The proof of convergence of Expected Sarsa is presented in A Theoretical & Empirical Analysis of Expected Sarsa. This proof is similar to the proof of convergence of Sarsa, presented in Convergence Results for Single-Step On-Policy Reinforcement-Learning Algorithms.
In both proofs, the authors rely on the following lemma, reproduced here for clarity:
Lemma 1
Consider a stochastic process $(\zeta_t, \Delta_t, F_t)$, where $\zeta_t, \Delta_t, F_t : \mathcal{X} \rightarrow \mathbb{R}$ satisfy the equations
$$ \Delta_{t+1}(x_t) = (1-\zeta_t(x_t))\Delta_t(x_t)+\zeta_t(x_t)F_t(x_t), $$
where $x_t \in X$ and $t=0, 1, 2, \ldots$. Let $P_t$ be a sequence of increasing $\sigma$-fields ($\sigma$-algebras) such that $\zeta_0$ and $\Delta_0$ are $P_0$-measurable and $\zeta_t$, $\Delta_t$, and $F_{t-1}$ are $P_t$-measurable, with $t\ge 1$. Assume that the following hold:
- The $\mathcal{X}$ set is finite,
- $\zeta_t(x_t) \in [0, 1]$, $\sum_t \zeta_t(x_t) = \infty, \sum_t(\zeta_t(x_t))^2<\infty$ with probability one and $\forall x \neq x_t : \zeta_t(x) = 0$,
- $\|\mathbb{E}\{F_t|P_t\| \le \kappa\|\Delta_t\| + c_t$, where $\kappa \in [0, 1)$ and $c_t$ converges to zero with probability one,
- $\mathrm{Var}\{F_t(x_t)|P_t\} \le K(1+\kappa\|\Delta_t\|)^2$, where $K$ is some constant,
where $\|\cdot\|$ denotes a maximum norm. Then, $\Delta_t$ converges to zero with probability one.
The proof
The authors then go on to apply Lemma 1 with $\mathcal{X} = \mathcal{S} \times \mathcal{A}$ ($\mathcal{S}$ are the states, $\mathcal{A}$ are the actions), $P_t = \{Q_0, s_0, a_0, r_0, \alpha_0, s_1, a_1, \ldots, s_t, a_t\}$, $x_t=(s_t, a_t)$ (a pair of sampled state, action), $\zeta(x_t)=\alpha_t(s_t, a_t)$ ($\alpha_t$ is the step size) and $\Delta_t(x) = Q_t(s_t, a_t) - Q^*(s_t, a_t)$. In this case, maximum norm of $\Delta_t$ is:
$$ \|\Delta_t\| = \max_s\max_a |Q_t(s, a) - Q^*(s, a)| $$
And they go on to map the assumptions of Lemma 1 to the setting of the Expected Sarsa algorithm. ($\mathcal{S}$ and $\mathcal{A}$ are finite, the sum of learning rates is unbounded but its square is bounded, the policy is greedy in the limit with infinite exploration and the reward function is bounded.)

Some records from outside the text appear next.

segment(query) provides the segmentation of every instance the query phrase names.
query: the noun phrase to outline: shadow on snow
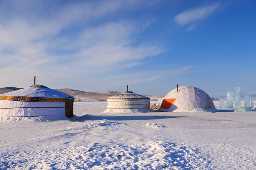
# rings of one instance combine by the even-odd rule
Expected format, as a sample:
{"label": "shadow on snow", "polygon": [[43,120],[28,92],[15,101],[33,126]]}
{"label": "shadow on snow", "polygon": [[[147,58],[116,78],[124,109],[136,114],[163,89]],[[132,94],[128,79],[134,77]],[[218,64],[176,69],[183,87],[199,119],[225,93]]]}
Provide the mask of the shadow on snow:
{"label": "shadow on snow", "polygon": [[86,114],[81,116],[77,116],[73,121],[84,122],[86,120],[154,120],[163,119],[177,118],[186,116],[96,116]]}

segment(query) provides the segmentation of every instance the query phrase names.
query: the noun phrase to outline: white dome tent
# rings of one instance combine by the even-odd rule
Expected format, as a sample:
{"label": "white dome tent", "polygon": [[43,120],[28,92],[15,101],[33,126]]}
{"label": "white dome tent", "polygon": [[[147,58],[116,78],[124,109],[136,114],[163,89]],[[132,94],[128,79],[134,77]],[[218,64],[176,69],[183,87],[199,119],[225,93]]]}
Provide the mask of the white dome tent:
{"label": "white dome tent", "polygon": [[73,116],[74,97],[35,85],[0,95],[0,116]]}
{"label": "white dome tent", "polygon": [[105,113],[137,113],[151,112],[150,98],[128,91],[107,99]]}
{"label": "white dome tent", "polygon": [[160,110],[167,111],[216,111],[210,96],[192,86],[181,86],[168,93],[161,103]]}

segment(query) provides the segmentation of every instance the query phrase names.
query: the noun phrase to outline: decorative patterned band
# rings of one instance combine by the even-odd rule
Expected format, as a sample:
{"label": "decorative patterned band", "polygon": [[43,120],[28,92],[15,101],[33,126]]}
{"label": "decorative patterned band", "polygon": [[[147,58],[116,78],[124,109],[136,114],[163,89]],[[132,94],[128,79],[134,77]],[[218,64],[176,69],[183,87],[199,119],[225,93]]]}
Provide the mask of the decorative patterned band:
{"label": "decorative patterned band", "polygon": [[67,98],[22,97],[17,96],[0,96],[0,100],[15,100],[25,102],[67,102]]}

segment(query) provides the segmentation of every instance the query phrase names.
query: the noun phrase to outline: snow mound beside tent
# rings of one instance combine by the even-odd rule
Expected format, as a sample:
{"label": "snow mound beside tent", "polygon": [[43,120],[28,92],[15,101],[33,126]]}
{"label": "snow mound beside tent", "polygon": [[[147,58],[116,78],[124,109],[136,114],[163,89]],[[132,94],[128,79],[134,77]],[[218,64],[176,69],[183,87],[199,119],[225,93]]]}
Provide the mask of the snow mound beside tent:
{"label": "snow mound beside tent", "polygon": [[94,143],[0,154],[1,167],[15,169],[21,162],[26,169],[205,169],[210,164],[197,150],[161,141],[130,146]]}
{"label": "snow mound beside tent", "polygon": [[160,108],[156,111],[168,111],[170,112],[179,112],[179,113],[196,113],[196,112],[217,112],[218,110],[216,109],[202,109],[198,108],[196,109],[169,109],[166,111],[166,109]]}

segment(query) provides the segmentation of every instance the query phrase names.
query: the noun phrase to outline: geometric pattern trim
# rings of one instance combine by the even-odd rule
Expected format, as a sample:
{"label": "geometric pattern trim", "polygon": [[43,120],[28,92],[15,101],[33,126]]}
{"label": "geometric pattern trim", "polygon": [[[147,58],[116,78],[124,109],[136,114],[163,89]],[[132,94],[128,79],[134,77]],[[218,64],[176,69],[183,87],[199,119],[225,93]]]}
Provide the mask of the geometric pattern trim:
{"label": "geometric pattern trim", "polygon": [[0,96],[0,100],[15,100],[25,102],[67,102],[67,98],[52,98],[44,97],[32,97],[17,96]]}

My question (the confusing step)
The authors state that they can derive $F_t$ (which is the only missing step to use Lemma 1) as follows:
$$ F_t = \frac{(\Delta_{t+1}-(1-\zeta_t(x_t))\Delta_t(x_t)}{\zeta_t(x_t)} = \frac{\left(\Delta_{t+1}-(1-\alpha_t)\Delta_t\right)}{\alpha_t} $$
The confusing step is that they conclude:
$$ F_t = r_t + \gamma\sum_a\pi_t(s_{t+1}, a)Q_t(s_{t+1}, a)-Q^*(s_t, a_t) $$
How did the authors get to that equality? They mention that "all the values are taken over the state action pair $(s_t, a_t)$, except when specified differently". I don't see any explicit mention of a different state-action pair.